I even worked part-time as an unpaid promoter, in one instance convincing a producer friend at C-SPAN to book Christopher Hitchens live at the onset of hostilities. This was back when Hitchens made anti-imperial arguments, and had published a long piece in Harper's about the history of Gulf geopolitics. He was not the ubiquitous media presence he is now -- far from it. It was a rarity to hear his arguments on national TV, and when C-SPAN pit him against Morton Kondracke, who made the pro-war case that Hitchens does today (though with far less bile), Christopher wiped the floor with him while patiently deflecting hostile phone calls. I was in the green room next to the studio during this broadcast, and I beamed while watching the live feed on the room's monitor. Surely, this would help stem the war mania that was prevalent throughout the American mass media.

Umm, no.

I suppose that Kondracke's dizzy belief afterward that he had schooled Hitchens should have warned me, but I was young and still green in places. People believe what they want to believe, and if they insist on fantasy, or worse, indifference, no amount of factual argument will sway them. When I attended the "victory" rally in lower Manhattan after the war "ended" (i.e. moved into Phase Two -- sanctions and continual bombing, after allowing Saddam to slaughter the Shi'a), I was crushed. All those countless hours of direct engagement felt meaningless to me. What good did I do? If I didn't exist, the same series of events would have played out as they did, so what was the point? I'd felt despair well before the bombs fell on Baghdad, and by December '90, I had developed a love affair with gin, which I used to deaden the pain after a day's agitation in the face of corporate media assault. By the time of the "Turkey Shoot," where U.S. pilots bravely massacred retreating Iraqi conscripts (many of whom were Shi'a), I was 17 pounds heavier due mostly to drink. I had never felt so worthless. I wrote a letter to Noam Chomsky, who was one of my mentors through this whole process, and apologized for my failure (which Noam brushed aside and advised me to forge a wider perspective). I then left FAIR, went to a cabin near Woodstock, quit drinking, and swam naked in a large lake with a younger woman who still had radical stars in her eyes.

Such are the privileges of living in an imperialist country. I got to retreat, lose weight, get laid, while the death machine in the Gulf and Middle East kept rolling along.

All of which is a long-winded way of saying to Jon, I understand your despair. But know that your efforts do make a difference, however small and incremental. The brutal bottom line is that the owners of this country can wage war whenever they want to, and there's very little, if anything, we can do to stop them. We can make noise, educate those open to our arguments, perhaps make it harder for mass murder and torture to be so easily accepted. But we're up against massive power and layers of apologetics and lies that protect that power. This is a long-term struggle. Don't bail on us already.

Saturday, September 1, 2007

Quick Thanks

To Appalachian State, who stunned Michigan and the entire college football world by beating the heavily-favored Wolverines, 34-32, on opening day, in Ann Arbor, right down the street from my house.

Oh, to see the dejected maize-and-blue frames slink by to their cars parked in my neighborhood.
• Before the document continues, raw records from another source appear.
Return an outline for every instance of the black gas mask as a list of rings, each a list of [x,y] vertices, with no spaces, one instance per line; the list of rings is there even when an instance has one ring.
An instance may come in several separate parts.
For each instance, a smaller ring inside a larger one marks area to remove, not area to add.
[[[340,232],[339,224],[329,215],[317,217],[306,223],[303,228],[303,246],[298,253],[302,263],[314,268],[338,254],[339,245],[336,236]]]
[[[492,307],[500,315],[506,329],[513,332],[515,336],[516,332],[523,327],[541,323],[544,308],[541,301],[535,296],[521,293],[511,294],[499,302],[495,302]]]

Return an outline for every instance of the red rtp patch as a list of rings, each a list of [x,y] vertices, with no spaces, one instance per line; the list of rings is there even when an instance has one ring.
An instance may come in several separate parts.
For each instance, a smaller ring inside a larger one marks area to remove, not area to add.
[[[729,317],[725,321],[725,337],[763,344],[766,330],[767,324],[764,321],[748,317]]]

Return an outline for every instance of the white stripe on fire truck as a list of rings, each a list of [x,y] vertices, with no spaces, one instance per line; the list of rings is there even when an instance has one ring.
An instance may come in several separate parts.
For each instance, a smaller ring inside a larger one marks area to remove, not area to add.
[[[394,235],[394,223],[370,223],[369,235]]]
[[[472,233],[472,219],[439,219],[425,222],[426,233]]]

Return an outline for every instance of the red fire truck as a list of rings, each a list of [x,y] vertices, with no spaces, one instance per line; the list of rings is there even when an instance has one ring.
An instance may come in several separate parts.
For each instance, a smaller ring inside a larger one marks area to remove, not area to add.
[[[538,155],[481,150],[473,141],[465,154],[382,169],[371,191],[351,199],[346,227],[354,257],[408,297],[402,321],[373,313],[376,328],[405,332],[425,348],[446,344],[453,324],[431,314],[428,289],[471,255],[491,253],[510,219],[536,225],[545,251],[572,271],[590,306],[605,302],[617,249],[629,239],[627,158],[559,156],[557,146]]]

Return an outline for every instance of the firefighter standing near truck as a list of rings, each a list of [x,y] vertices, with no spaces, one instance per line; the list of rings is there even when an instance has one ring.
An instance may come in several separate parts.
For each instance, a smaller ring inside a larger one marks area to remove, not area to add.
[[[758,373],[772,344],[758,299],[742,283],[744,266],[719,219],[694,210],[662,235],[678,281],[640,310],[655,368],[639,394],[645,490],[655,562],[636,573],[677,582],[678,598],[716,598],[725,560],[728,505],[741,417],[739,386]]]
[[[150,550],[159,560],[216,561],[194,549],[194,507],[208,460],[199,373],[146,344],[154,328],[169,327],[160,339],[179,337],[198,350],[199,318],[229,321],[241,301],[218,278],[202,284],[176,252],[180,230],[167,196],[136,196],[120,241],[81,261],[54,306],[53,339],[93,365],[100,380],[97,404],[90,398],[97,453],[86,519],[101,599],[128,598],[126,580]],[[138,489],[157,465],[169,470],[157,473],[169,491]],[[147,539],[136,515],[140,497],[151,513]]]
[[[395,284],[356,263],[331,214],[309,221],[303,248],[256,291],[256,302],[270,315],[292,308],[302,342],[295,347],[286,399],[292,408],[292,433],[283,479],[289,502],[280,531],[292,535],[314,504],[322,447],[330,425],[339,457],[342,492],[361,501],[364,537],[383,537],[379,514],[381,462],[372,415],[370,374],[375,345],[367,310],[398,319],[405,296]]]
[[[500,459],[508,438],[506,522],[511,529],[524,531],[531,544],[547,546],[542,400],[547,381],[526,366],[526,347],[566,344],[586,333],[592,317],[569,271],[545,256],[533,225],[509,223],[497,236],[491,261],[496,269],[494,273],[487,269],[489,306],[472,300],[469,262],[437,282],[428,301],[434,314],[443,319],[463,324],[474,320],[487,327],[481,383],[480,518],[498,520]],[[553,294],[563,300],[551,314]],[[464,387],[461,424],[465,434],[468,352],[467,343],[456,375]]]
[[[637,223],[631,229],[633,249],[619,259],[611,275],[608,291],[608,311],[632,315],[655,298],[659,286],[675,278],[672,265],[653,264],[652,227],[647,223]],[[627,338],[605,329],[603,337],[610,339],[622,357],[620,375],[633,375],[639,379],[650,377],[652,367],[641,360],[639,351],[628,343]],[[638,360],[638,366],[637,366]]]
It was a beautiful sight.

You see, Michigan football locally is, if not fascistic, pretty close to it. When the season arrives, you are drowned in insufferable attitudes and behavior, a climate in which children are openly, knowingly indoctrinated. Yes, there are other campus towns that may very well be worse (hello, Columbus, Ohio), but my family and I live here, pay taxes here, endure the madness here. And today, the big Wolverine machine was knocked on its ass. Huzzah. I don't know how much breathing room Appalachian State bought us, but it's a start. De-nazification is a slow process.